那日江世钦所言他虽存疑,但回来后还是让颓废的谢惜朝去闭了关,原以为是助他修养身性,今日才知真实用意。
谢夫人扬了扬挑高的眉毛,对着门口家仆吩咐:“去把少主喊来。”
谢桓吃惊道:“你喊他作甚!”
谢夫人反问:“为什么不告诉他?”
“你难道不知道他对江家那个存的什么心思,你现在告诉他……”
“现在告诉他怎么了,他如今跑过去还能在下葬前见最后一面。你同一个死人计较什么,这事你满的住吗。臭小子的脾气你知道,你现在不说,等他闭关出来不得闹的死去活来的,后悔自己没有见他最后一面,你给他留下遗憾,以后他还放的下忘得了吗,还不如就让他去,去亲眼看看,也好死了这条心。”她叹了口气。“世钦那个孩子有如此心机我倒是欣赏,可惜了。”
“欣赏。”谢桓冷哼。“等你儿子出事了我看你还欣赏。”
“我看你就是个猪脑子。”谢夫人之威百家公认,一句话不中听立刻指着谢桓刻薄道:“他若真想算计你儿子,臭小子能活到今天。”
“不说别的,就说那日惜朝要杀林云锦,他不拦着任他杀便是。到时谢林相斗他渔翁得利多好。还不是维护了你家臭小子,从小到大,臭小子那随了你的猪脑子让他吃了多少亏,可哪件跟江琼华有关。”
她抱着胸,撇着谢桓不屑道:“还有你说的引诱臭小子。呵!那么好的人给我做儿媳我求之不得。”
谢桓拍桌。“你这是什么话!”
谢夫人不甘示弱。“怎么了,不行吗。”
谢桓道:“你是吃了什么迷魂汤了,这么帮着江琼华。”
“可惜了这么好一个人,年纪轻轻就……”谢夫人突然止声,看着谢惜朝失魂落魄站在厅外,不知方才话听了多少去。

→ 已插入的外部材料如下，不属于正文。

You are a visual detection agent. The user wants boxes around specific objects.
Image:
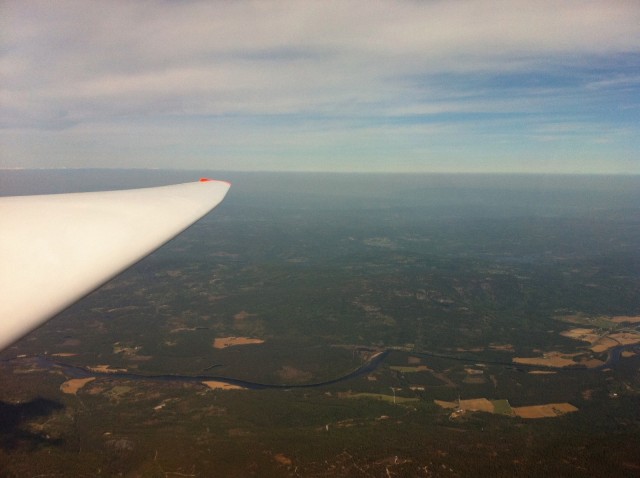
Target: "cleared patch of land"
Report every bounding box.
[591,332,640,353]
[389,365,431,373]
[213,337,264,349]
[560,328,601,344]
[512,402,578,418]
[87,365,127,373]
[202,380,246,390]
[60,377,96,395]
[611,315,640,324]
[513,352,578,368]
[434,398,578,418]
[339,393,420,403]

谢惜朝拖沓转过身,抬手扇了自己一耳光。“我怎么这么傻!”
这是他第二次这么疯狂的往明月城跑,门口素缟在阳光下白的刺眼,比那日的喜绸更让他觉心颤。
“世钦哥哥。”他奔到江世钦门口,江西泽正站在那里,一身白衣,额上系了白抹额。看着谢惜朝道:“你来了。”
“无垢……世钦哥哥……”谢惜朝不知道自己要说什么,眼眶先红了。
“进去吧。”江西泽侧身给他让开路。“按照礼节,应当是我为兄长收棺入殓,不过,你更适合。”
陈相与告诉了他江世钦与谢惜朝彼此的心意,江西泽便不顾众人反对做了这个决定,谁都不知道谢惜朝会不会来,可江西泽执意要等。
此生即已无缘比翼,能为他收敛尸骨也是好的。
谢惜朝推开门,熟悉的房间,熟悉的床帏,熟悉的苍白面容,这一切熟悉的画面却让他觉得窒息,一口气都喘不过来。
嘴唇颤巍巍的开合了好久,泪水先夺眶而出。
“世钦……哥……”
他如同行尸一步步走至床前,江世钦就那样安安静静躺在那里,眉目依旧温和。伸出手抚上他的脸,如玉脸庞已经失温度,泪水断了线,谢惜朝跪倒在床前。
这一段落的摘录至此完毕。